The Elite?

Sometimes I am overwhelmed by the elite. When I start to think about all of the cultural rules that have been created that unintentionally separate the elite from those who are not, I get sick to my stomach. I think I become anxious because I realize that the elite don't know that they are creating these uncrossable boundary lines and because the fact that I realize this makes me somewhat responsible to translate what is happening. The trouble is that in order for me to translate I need to step into those cultural places and speak and act a certain way, which I want to think that I refuse to do. So I bind myself in this odd place of knowing and recognizing what is happening but being tongue-tied and feeling inadequate to translate.

I don't think the elite really understand that they are elite.

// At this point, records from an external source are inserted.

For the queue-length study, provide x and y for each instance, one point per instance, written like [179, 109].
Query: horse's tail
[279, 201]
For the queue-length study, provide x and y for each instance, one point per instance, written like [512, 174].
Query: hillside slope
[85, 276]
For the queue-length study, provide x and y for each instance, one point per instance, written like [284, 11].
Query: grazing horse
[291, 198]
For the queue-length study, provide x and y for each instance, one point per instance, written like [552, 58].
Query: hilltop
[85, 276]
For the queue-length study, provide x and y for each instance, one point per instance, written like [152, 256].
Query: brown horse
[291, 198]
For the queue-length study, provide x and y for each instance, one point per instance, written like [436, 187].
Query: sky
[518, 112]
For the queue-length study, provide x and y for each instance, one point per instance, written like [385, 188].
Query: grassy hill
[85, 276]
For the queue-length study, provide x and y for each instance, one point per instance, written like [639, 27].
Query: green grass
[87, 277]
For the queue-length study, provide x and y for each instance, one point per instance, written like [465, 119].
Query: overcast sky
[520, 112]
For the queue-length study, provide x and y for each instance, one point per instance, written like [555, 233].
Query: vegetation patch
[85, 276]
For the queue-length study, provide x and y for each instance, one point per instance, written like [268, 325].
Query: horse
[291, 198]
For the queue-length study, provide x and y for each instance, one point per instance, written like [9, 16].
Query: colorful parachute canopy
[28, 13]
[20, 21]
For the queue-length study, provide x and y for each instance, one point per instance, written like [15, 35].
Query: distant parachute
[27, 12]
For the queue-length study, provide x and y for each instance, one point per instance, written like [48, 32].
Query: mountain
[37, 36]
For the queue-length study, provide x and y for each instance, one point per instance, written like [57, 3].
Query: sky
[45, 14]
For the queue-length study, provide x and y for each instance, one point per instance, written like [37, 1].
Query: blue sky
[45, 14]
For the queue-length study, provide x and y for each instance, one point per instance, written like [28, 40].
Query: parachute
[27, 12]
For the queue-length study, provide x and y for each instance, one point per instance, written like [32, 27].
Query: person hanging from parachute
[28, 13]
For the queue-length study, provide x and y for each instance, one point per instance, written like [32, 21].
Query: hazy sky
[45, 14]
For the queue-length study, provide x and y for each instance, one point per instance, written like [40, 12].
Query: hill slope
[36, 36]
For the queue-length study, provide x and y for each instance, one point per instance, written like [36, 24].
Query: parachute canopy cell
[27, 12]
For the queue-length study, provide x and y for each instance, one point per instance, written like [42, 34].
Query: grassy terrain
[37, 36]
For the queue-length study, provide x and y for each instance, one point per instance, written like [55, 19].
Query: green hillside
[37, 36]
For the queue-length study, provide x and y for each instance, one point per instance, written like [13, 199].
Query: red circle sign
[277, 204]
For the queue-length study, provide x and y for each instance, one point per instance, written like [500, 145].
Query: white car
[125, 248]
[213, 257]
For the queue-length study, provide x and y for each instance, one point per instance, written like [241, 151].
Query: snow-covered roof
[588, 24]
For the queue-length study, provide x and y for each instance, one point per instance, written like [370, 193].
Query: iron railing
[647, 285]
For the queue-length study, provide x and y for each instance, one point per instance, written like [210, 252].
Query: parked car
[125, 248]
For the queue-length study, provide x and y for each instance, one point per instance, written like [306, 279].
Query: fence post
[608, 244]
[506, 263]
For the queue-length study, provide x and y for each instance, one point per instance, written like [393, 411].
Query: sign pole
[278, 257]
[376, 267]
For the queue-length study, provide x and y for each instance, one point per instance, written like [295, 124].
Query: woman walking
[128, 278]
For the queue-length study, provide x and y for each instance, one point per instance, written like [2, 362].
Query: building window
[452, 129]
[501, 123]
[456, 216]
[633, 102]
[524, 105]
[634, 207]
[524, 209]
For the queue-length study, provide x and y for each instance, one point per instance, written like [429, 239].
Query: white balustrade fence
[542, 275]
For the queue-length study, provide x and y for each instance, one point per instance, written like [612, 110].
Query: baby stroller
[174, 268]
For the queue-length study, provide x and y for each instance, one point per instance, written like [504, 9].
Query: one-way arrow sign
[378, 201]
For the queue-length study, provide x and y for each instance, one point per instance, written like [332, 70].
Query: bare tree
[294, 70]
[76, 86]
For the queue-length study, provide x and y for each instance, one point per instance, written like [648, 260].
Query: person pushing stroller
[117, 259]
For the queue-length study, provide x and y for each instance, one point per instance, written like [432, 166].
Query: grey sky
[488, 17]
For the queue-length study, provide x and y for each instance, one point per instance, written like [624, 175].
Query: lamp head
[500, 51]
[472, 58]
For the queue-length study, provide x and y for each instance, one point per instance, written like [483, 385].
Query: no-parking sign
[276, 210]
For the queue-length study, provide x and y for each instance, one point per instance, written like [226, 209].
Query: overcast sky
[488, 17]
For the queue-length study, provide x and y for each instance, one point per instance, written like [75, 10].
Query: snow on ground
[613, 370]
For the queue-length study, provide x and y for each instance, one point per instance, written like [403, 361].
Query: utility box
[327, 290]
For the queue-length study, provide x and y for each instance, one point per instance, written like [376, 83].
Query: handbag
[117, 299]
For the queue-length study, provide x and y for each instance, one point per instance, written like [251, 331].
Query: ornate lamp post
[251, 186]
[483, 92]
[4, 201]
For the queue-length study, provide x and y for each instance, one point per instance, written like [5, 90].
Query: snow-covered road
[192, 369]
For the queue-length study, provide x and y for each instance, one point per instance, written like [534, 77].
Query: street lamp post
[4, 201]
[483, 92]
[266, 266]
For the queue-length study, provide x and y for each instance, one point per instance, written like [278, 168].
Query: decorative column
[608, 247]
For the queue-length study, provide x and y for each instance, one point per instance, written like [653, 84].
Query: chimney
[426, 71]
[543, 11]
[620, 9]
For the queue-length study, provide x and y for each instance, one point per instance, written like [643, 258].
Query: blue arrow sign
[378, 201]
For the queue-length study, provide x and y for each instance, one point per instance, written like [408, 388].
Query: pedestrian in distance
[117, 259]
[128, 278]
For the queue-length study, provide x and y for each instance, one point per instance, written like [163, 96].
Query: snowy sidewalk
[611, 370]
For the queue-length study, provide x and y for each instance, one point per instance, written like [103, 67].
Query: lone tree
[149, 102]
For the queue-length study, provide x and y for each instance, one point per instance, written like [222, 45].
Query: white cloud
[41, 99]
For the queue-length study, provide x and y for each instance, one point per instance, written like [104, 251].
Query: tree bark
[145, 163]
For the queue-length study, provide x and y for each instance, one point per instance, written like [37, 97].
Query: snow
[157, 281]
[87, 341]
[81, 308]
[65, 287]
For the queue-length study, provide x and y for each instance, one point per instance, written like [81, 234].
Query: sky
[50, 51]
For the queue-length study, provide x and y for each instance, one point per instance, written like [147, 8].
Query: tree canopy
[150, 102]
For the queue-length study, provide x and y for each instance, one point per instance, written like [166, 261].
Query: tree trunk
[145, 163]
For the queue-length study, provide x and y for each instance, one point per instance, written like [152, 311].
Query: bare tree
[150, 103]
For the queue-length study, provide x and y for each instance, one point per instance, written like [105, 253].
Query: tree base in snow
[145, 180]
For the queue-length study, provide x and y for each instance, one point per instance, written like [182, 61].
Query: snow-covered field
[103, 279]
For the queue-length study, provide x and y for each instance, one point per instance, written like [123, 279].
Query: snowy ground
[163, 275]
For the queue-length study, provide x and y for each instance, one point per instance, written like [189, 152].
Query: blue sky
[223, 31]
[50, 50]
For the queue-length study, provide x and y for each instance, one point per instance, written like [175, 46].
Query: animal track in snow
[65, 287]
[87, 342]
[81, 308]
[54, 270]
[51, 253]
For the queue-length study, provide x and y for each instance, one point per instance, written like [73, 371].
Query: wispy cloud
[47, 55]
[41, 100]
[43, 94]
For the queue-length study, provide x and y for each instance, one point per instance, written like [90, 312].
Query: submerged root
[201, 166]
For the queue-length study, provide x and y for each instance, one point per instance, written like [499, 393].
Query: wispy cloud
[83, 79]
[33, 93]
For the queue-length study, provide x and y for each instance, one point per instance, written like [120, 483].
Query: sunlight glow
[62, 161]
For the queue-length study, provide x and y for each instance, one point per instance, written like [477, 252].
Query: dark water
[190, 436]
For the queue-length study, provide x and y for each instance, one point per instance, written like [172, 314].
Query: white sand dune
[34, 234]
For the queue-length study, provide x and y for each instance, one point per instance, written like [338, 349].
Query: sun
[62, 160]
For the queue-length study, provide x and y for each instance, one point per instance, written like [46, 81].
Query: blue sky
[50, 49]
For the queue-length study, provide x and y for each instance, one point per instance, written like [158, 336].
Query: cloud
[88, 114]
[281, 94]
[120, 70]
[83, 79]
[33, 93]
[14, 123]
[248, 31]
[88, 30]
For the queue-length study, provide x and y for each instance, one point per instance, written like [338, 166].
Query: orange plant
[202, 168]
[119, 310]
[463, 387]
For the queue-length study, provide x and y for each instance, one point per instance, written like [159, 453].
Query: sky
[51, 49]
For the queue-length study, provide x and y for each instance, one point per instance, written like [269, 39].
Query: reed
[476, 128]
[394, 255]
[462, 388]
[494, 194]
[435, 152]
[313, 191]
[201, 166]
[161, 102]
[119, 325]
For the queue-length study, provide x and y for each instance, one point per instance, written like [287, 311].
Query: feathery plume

When they do understand, I don't think they understand how inaccessible they are. They think that anyone and everyone could do and be what they are if they wanted to. They don't understand that they speak a different language, as well as interact and network in ways that are different and nearly unexplainable to the rest of the world.

For example, thousands of people submit recommendations of names of people they would like to have honored with an award. Once the submission deadline has passed, one person who has access to the director of the agency giving the award calls the director and submits a name. The name submitted after the deadline via the phone call receives the honor. (No reference to President Obama and the Nobel Peace Prize is intended in this illustration.)

Or have you ever wondered how people get on the best seller lists? Is it possible that they already have a significant network of business colleagues and investors who help them get on that list? Could they purchase a significant quantity of their own book in order to make it look like a top seller? Does being on the best seller list represent quality of writing or quality of marketing?

Then speeches - this is personally a topic that is very close to my heart. The people who are chosen to deliver speeches in settings of great honor, speak and present in a certain way. Their speeches are delivered in a manner that is somewhat inaccessible to all audiences which makes them "elite." Culturally speaking it wouldn't be authentic for someone who isn't white and an adult male to speak in this manner. When a woman tries it on for style, it works, but it just doesn't flow the same. People of other cultures may not present in the three-point sequential format or might show too much emotion for a professional affair. I am not saying that these people who are invited to speak as part of a lecture series are not interesting or eloquent. Rather, what I am saying is that the definition of interesting and eloquent in these settings is unintentionally racist, ego-centric, and sexist. The wall exists and they don't even know that they have created it and in order for them to understand that it has been created they have to be told in their own language and style. So, who will tell them?

This is why I get sick to my stomach. How do I use the language of the elite, which I am slowly gaining access to in order to show them how this language is marginalizing? Especially when my attempts to do so get a response that is cloaked in words of morality and educational superiority? I have a taste of the language, but not a full grasp - the tension is whether or not I want to gain a better grasp and whether it is possible to gain a better grasp without being absorbed in it myself. Reality is, I don't know if I want it! What I taste is bitter. It is all well-intentioned, but it is bitter!

And so my response is a desire to slip away into a parsonage in the country and become an unknown name to the elites in order to train the next generation to think differently and be different and by so doing destabilize the rules of the elite. And at this point in my wanderings my mind feels wrapped up like a ball of yarn that has been toyed with by a kitten. It seems as though I do not know anymore what is logical in these musings. I am one of the elite and at the same time very separate from them.

I once heard Os Guinness say that with globalization geographical borders have been replaced by social and economic borders and the elites of each country have more in common with each other then with the citizens of their own country.

I think I'll leave this blog with this thought. Please comment.


Katie Z. Dawson said…
in many ways I totally understand your situation and at the same time didn't quite have the same experiences. where you are is a horse of a completely different color than nashville.

I worked with a congregation that spanned social classes however. There were extremely powerful people who represented our city business, political, and social interests. And there were homeless men and poor graduate students and everyone in between.

For the most part - those worlds didn't collide except at the communion table. The church was just too big and the classes themselves were pretty clique-y.

Occasionally there were glimpses of boundary crossing. But outside of the church would they have still existed? Probably.

It's that whole call to afflict the comfortable and comfort the afflicted - how as pastors do we shake people out of their elite protective boundaries and show them the heart of their own humanity and what they are doing to the rest of us? and how do we give those who are suffering the confidence to challenge the boundaries they didn't create?

Oh - and those dynamics exist in small country churches too =) Although they are a bit more subtle and a lot more entrenched.